Florimel could not resist her temptation. “My sister thought perhaps she had so much talent for acting that it was her duty to go on the stage. She read about Miss Aldine in the Vineclad Post and came to ask her advice, whether she thought she ought to study for the stage. That’s all.”

Florimel’s eyes danced and Mrs. Mivle and the elderly actress of youthful parts twinkled back at her.

“The little one has the drop on you, my dear,” Mrs. Mivle said joyously to Jane. “She’s got practical sense. I guess you’re up in the clouds; red-haired girls often are. But you’ve got hair that ’twould be worth being up into anything—or up against anything to have! If you’ve got a good home, what you botherin’ about? Stick to it; that’s what I say. I’m an artist all right, all right; you read what your paper says about me. But no art in mine, if I had the means to settle right down and bake pies like mother used to make. Must you go? Well, good-bye and good luck. So long! Hope to meet you again. Come see us act if ever we take in this town on this circuit again. We’re the real thing, if I do say it!” The others of the company bade Jane and Florimel good-bye, shaking hands with them with the utmost cordiality, and Peter Mivle, or “Sydney Fleming,” escorted them to the stairs.
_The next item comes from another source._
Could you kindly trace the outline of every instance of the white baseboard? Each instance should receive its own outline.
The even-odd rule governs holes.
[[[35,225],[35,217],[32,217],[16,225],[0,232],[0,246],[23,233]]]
Jane heard the laugh that arose behind them in the room they had left, but she also heard “Miss Aldine” say heartily: “Perfect beauts, that’s what!” And the voice of the little woman came out to them, saying pensively: “Oh, Nettie Mivle, ain’t it fine to be young like that, and not acting it!”

Jane and Florimel walked swiftly out of the little hotel with the great name, escaping from the clerk’s evident desire to learn the result of their call and its object, and from the idle lads who were gathering around the desk to see the actors, whose “show” they had seen the night before, come out and to compare actual appearances with those behind the footlights. The walk home was a silent one for Jane, but at intervals Florimel burst into laughter that was irresistible to passers-by and irrepressible to Florimel. Mary was busy when they came in, arranging the flowers which the garden yielded; not many yet in variety, but generous in quantity, even in May.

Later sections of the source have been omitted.